Extremists Continue Their Assault on Individual Freedoms and Government Policymaking
03.25.2024
On March 26, the Supreme Court will hear oral arguments on whether mifepristone, one of the safest drugs on the market, will remain available for all Americans to take when and where they need it, including in the comfort of their own home.
The Alliance for Hippocratic Medicine brought this case against the U.S. Food and Drug Administration. The Alliance is an organization founded solely to bring this lawsuit. Extremist activists established it less than two months after the Supreme Court overturned Roe v. Wade, a case that eliminated federal protections for abortion. The lawsuit seeks to limit our ability to make private health care decisions, no matter where we live or what our doctors say we need.
Before the Supreme Court are challenges to the FDA’s scientifically rigorous, gold-standard approval process that made mifepristone more accessible over the years. Evidence shows that mifepristone is safer than Tylenol and Viagra and is critical to effectively manage a range of health issues, including reproductive health needs like abortion and miscarriage management. Access to mifepristone provides women the ability to make decisions about whether and when to start a family and provides life-saving care in many instances. As millions of women who have faced tragic situations can attest, mifepristone is an essential medication to provide medical care when facing a miscarriage. No woman should be denied access to critical medications because of activists and judges who are willing to place politics over science.
The case also has the potential to jeopardize the availability of all the drugs in our medicine cabinets. The Supreme Court’s decision will apply to the federal drug approval process that impacts the availability of drugs across all states– not just those with abortion restrictions.

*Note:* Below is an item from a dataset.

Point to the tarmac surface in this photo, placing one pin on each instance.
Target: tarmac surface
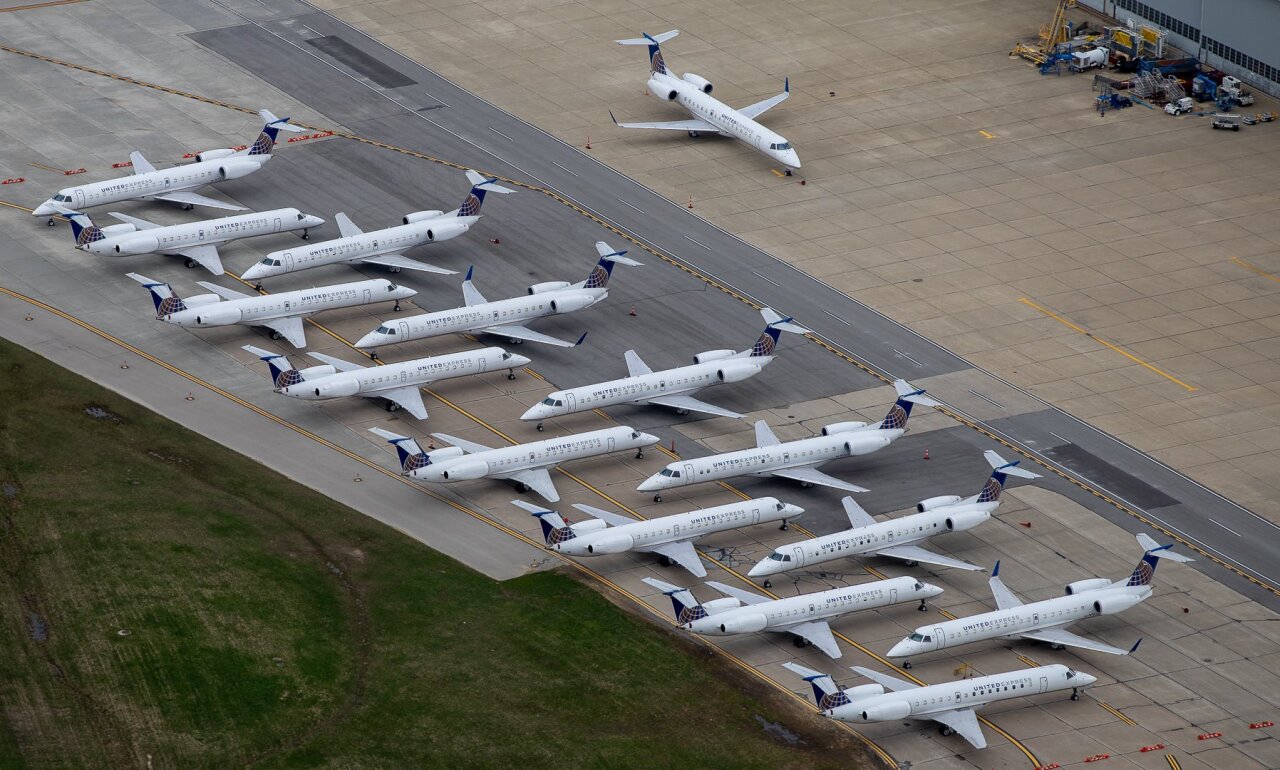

The FDA approved mifepristone for use in the United States more than two decades ago, and it has been in use since the 1980s. Together with misoprostol, the drugs account for the majority of abortions in the U.S. – and the bulk of those performed before ten weeks of pregnancy. Before 2016, the FDA had strict rules around how it could be administered: patients had to receive the drugs over three visits to a doctor. The agency eventually eased protocols around its administration beginning in 2016 after decades of evidence.
As the COVID-19 pandemic created an overwhelming need for virtual health care, the agency again changed its policy to allow prescribing it via telehealth. The drug has continued to remain safe and effective after these changes, and people can take it in the comfort and privacy of their own homes. Allowing access to mifepristone via telehealth also helps provide timely access to women with busy lives or those living in rural or medically underserved areas.
In the two years since the Supreme Court overturned Roe, activists have increased attacks on our health care, attempting to limit access to many more safe and effective treatments and therapies that we need. After they recently took on in vitro fertilization (IVF) treatment in Alabama, the mifepristone case could be next in a slippery slope of judicial overreach. Everyone who relies on or may need an FDA-approved medication in the future should be alarmed about the Supreme Court overturning access to an FDA-approved medication. Rather than deferring to the scientists and medical professionals who evaluate safety and efficacy throughout the rigorous drug approval process, extremist activists will determine access to drugs. This means other FDA-approved medications could be subject to judicial challenges, and access to birth control, HIV/AIDS medications, vaccines, behavioral health drugs, and hormone therapies could be challenged.
Families USA calls on the Supreme Court to stand with patients, their doctors, and experts who know how to evaluate the safety and efficacy of medications rather than extremist activists who want to strip away more of our health care rights and freedoms.